According to the PricewaterhouseCoopers 2010 report “From Courtship to Marriage: Why Health Reform is Driving Physicians and Hospitals Together,” nearly three-quarters of physicians surveyed are already in financial relationships with hospitals, while more than one-third say such arrangements decrease administrative burdens such as healthcare IT requirements. Yet the same survey indicated 20 percent don’t trust hospitals and another 57 percent said they only “sometimes” trust them. Reasons for that mistrust include competing goals, a lack of transparency, lack of physician representation on governing bodies, lack of communication and misaligned incentives.

Statistics indicate there are more than 4,000 independent physicians in northeast Ohio, a region bucking the national trend of physician alignment. In offering membership to IPS, Sisters of Charity is offering those physicians, among other things, access to GE’s Centricity Practice Management and EMR solutions, billing and collections services and group contract opportunities with healthcare insurance companies and other payers.
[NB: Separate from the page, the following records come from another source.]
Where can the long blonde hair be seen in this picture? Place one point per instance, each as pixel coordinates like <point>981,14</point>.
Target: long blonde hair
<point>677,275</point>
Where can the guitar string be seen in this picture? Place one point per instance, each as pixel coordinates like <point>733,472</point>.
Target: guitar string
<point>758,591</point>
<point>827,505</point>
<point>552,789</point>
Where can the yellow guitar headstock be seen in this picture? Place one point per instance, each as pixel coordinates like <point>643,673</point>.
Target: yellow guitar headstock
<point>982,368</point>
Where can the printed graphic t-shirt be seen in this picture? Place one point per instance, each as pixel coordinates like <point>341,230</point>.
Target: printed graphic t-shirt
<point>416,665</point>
Gregory Hall, MD, a Cleveland-based independent physician specializing in internal medicine, said doctors like him are feeling pressured to give up their independence and join health systems to prepare for health reform requirements.

“Many of us own practices that are small businesses, and we have been very successful for years in treating our patients and managing our books,” he said. “But with new EMR requirements, some physicians are overwhelmed with the adoption process and feel they have no choice but to completely affiliate with a large health system that can help them with new technology requirements.”

My partnership with IPS provides my practice (with) the support I need without giving up my autonomy,” he added. “It allows me to continue doing what’s best for my patients without being controlled.”

Established in 1992 as the parent corporation for the Sisters of Charity of St. Augustine in Ohio and South Carolina, the health system solely owns four Catholic hospitals – St. Vincent Charity Medical Center in Cleveland, Mercy Medical Center in Canton, Ohio, and Providence Hospital and Providence Northeast in Columbia, S.C. – and sponsors St. John Westlake Medical Center in Westlake, Ohio, in a joint venture with University Hospitals of Cleveland. The health system also oversees three grant-making foundations and several human services and education-related organizations, including elderly and child care centers.

“We have a legacy of collaboration and partnership with our independent physicians,” said Sister Judith Ann Karam, CSA, the health system’s president and CEO. “We made it part of our faith-based mission to invest in this very important initiative to help ensure the high quality and efficiency of healthcare in Northeast Ohio.”